С невеселым удивлением Митя посмотрел на машиниста.

— Про тебя говорю, Димитрий. — Максим Андреевич показал на него изогнутым чубуком трубки. — Посмотреть на твой вид, ровно в крушении побывал человек.

— Правильно вы сказали, — подтвердил он с горечью. — Крушение…

Сощурившись насмешливо, Максим Андреевич покрутил головой.

— Так тебе и дали сойти с рельсов! В прежние времена, конечно, могли подсунуть бревно под колеса, а нынче… Я тебе не сказывал про свою бороду? О, брат, целая история…

Он раскурил потухшую трубку, откашлялся, усмехаясь в усы.
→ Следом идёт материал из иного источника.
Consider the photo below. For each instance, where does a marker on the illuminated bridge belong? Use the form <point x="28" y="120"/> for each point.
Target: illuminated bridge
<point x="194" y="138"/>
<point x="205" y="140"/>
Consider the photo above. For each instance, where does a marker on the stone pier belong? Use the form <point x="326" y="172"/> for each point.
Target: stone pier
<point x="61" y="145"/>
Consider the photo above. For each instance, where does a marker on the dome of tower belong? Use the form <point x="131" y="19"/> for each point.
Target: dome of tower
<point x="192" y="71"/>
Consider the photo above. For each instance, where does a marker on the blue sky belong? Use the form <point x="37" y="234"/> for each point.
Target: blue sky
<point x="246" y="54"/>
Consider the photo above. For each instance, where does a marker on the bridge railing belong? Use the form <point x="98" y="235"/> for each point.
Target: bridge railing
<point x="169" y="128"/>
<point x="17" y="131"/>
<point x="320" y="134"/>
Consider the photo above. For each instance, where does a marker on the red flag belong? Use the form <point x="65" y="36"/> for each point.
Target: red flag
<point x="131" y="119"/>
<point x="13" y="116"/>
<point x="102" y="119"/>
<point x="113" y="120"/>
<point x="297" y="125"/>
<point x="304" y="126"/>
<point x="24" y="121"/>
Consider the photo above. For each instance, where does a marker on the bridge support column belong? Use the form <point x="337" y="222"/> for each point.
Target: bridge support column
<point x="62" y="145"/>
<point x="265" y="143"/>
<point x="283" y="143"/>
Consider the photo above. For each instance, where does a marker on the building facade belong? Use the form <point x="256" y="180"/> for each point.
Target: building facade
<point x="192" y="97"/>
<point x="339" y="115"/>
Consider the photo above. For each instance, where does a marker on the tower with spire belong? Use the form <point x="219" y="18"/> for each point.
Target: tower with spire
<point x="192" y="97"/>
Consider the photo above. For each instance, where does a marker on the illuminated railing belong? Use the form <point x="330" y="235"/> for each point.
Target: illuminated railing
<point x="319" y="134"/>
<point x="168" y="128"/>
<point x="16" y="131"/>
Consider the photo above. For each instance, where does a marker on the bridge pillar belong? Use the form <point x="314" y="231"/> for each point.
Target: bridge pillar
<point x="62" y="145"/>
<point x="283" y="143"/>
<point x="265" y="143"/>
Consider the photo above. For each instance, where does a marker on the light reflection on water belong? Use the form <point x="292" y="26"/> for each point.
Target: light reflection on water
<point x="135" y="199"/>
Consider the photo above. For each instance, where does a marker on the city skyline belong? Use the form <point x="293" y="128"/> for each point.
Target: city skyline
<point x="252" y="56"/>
— Пять годков, как один день, отмахал я кочегаром, а в помощники не переводят. И не на последнем счету был, старался, уважал паровозную службу, — все равно не дают ходу. А я уже в года вошел, постарше тебя был. Пожаловался я дружку своему, слесарю Еремею Иванычу Гремякину, — дескать, что ж делать, доколе в кочегарах мыкаться? Года-то идут. «Вид у тебя, Максим, больно моложавый, несамостоятельный, — говорит он мне. — Видят — молодой, и кончен вопрос. Подрасти, мол». — «Как же быть?» — отращиваю. «Отпусти, говорит, бороду, Максим, а то до самой старости проходишь в молодых». Так мне Еремей Иваныч доказывает. И я послушался. Риска, думаю, никакого, спробую. Стал отпускать бороду. А борода, известно, в момент не появляется. Когда ее не ждешь, она куда быстрей растет, поспевай только сбривать. А как надумал оставить ее, она произрастает до того постепенно, что терпения не хватает. Зато пока прорастет, войдет в силу, и люди к ней успевают приглядеться, и сам тоже привыкаешь… Борода у меня получилась не сказать чтоб картины с нее рисовать, но вполне пристойная — этакой аккуратненькой лопаткой, курчавая да черная, воронье крыло, с отливом да густая — без боли не расчешешь. И, представьте, года не проходил с бородой — началось продвижение. Перевели в помощники. Не скажу, чтоб я лучше стал за это время: борода сработала…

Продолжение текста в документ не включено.